For PSD $\Sigma$ ($\Sigma \in \mathbb{R}_+$), I am trying to gain some intuition about the difference between these two expressions.
$z^\top \Sigma^{-1} z$
Where $z \sim N(0, \Sigma)$. I am quite comfortable with the expression $x^\top \Sigma^{-1} x$ as it usually shows up in things like Gaussians. I have the general intuition that this can be interpreted as, $$ z^\top \Sigma^{-1} z = z^\top Q\Lambda^{-\frac{1}{2}}\Lambda^{-\frac{1}{2}}Q z = x^\top x $$
Where $\Sigma = Q\Lambda Q$ is the eigendecomposition of $\Sigma$. If $x$ is correlated according to the covariance $\Sigma$ then $xQ\Lambda^{-\frac{1}{2}}$ can be seen as decorrelating the dimensions of $x$ by rotating and scaling and thus returning the covariance ellipse back to a circle in the Euclidean basis and then taking the Euclidean distance
$x^\top \Sigma x$
Where $x \sim N(0, I)$. I have more trouble understanding what is happening here geometrically because it seems like we are taking some Gaussian noise in the unit circle and then correlating is according to the covariance,
$$ x^\top \Sigma x = x^\top Q\Lambda^{\frac{1}{2}}\Lambda^{\frac{1}{2}}Q x \ = z^\top z $$
Questions
- If what I have derived so far is correct, why would one want to take the dot product of $z^\top z$? Can you describe any practical reason why this would be useful?

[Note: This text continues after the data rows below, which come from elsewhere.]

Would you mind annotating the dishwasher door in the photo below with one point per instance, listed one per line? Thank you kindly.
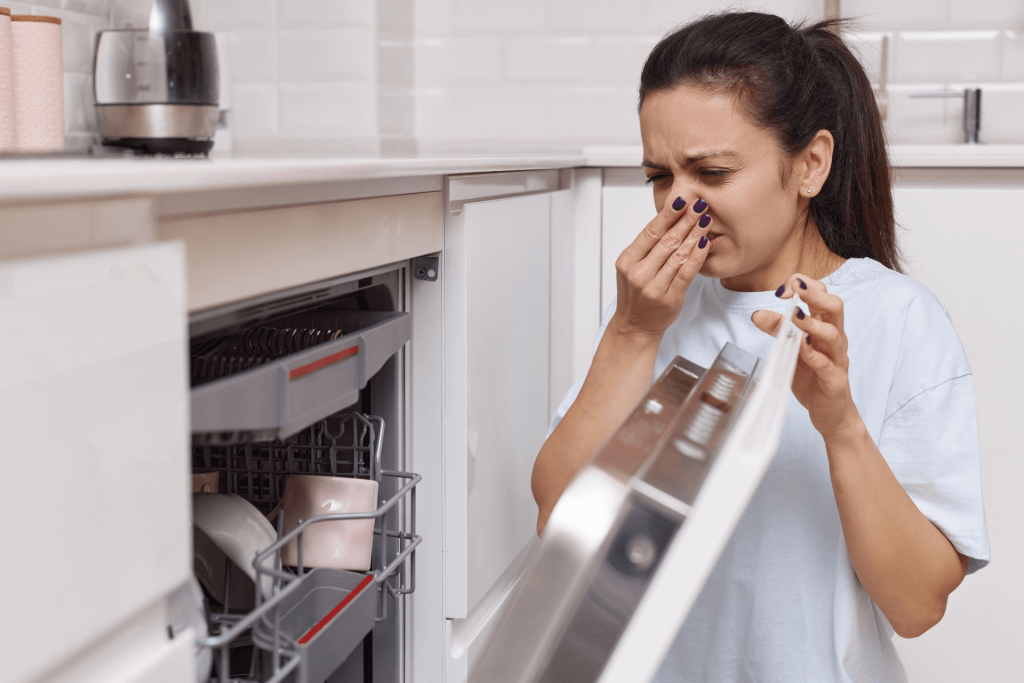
(635, 535)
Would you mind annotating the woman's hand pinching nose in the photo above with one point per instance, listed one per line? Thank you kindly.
(653, 272)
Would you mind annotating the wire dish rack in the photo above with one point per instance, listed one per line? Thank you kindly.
(313, 619)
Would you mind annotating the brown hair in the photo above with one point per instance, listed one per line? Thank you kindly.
(795, 81)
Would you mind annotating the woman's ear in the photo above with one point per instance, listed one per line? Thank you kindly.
(816, 160)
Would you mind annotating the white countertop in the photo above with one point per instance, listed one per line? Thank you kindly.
(35, 178)
(39, 178)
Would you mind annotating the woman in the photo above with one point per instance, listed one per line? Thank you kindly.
(766, 154)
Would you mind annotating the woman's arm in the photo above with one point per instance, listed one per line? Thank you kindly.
(902, 560)
(651, 279)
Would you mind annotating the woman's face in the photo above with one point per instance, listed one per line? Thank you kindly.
(698, 143)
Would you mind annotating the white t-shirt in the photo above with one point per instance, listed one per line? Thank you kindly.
(783, 603)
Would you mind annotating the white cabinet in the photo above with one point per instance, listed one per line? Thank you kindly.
(93, 406)
(508, 289)
(963, 236)
(512, 322)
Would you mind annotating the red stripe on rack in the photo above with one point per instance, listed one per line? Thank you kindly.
(334, 612)
(302, 371)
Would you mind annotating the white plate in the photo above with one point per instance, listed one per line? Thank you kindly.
(237, 527)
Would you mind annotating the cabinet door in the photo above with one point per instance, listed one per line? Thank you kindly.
(93, 398)
(507, 313)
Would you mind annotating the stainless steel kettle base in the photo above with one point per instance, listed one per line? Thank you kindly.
(152, 121)
(162, 145)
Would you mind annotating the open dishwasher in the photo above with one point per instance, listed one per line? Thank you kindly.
(630, 544)
(303, 384)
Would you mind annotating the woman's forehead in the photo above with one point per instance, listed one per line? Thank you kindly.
(691, 123)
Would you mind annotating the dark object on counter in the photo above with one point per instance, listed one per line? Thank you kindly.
(158, 88)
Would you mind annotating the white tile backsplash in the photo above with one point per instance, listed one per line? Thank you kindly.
(500, 16)
(548, 59)
(593, 115)
(255, 111)
(619, 60)
(325, 13)
(987, 14)
(343, 54)
(331, 110)
(236, 14)
(868, 48)
(253, 56)
(1013, 55)
(898, 14)
(588, 16)
(550, 72)
(457, 61)
(947, 55)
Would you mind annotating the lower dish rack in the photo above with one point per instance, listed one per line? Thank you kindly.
(314, 617)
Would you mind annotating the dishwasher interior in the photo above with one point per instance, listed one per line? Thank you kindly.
(291, 386)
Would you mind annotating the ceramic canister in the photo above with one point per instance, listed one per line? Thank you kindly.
(38, 83)
(6, 84)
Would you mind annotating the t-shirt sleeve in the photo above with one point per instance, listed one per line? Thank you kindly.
(930, 432)
(573, 391)
(931, 444)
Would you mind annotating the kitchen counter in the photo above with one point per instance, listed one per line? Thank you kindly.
(40, 178)
(33, 179)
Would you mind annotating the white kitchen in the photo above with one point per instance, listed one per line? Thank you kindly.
(261, 259)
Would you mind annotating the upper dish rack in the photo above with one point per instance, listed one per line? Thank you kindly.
(267, 383)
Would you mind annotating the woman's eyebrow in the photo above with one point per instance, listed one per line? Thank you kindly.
(700, 156)
(692, 159)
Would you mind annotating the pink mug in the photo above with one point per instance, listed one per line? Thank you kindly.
(338, 545)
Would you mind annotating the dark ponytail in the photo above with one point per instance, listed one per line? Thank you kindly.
(796, 81)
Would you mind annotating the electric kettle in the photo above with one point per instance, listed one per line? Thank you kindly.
(158, 87)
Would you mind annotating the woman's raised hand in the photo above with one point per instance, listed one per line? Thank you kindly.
(652, 273)
(821, 383)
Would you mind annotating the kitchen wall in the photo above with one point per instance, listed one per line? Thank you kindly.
(369, 76)
(563, 73)
(320, 76)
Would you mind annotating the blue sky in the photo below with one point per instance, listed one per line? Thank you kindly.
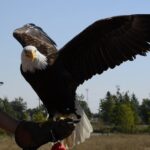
(62, 20)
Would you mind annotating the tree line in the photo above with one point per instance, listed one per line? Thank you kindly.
(123, 112)
(117, 112)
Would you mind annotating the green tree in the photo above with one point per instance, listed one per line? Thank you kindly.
(106, 107)
(123, 118)
(84, 105)
(145, 110)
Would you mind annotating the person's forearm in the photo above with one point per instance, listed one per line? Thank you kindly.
(8, 123)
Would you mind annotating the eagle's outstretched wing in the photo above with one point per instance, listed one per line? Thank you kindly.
(106, 44)
(30, 34)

- Can you provide some examples of where and why this is used? (I have two which inspired this question Bayesian Linear Regression - With Conjugate Priors Section (Equation 2) and this paper titled Revisiting natural gradient for deep networks - equations 4 and 5)
- Anything else interesting to say about these forms?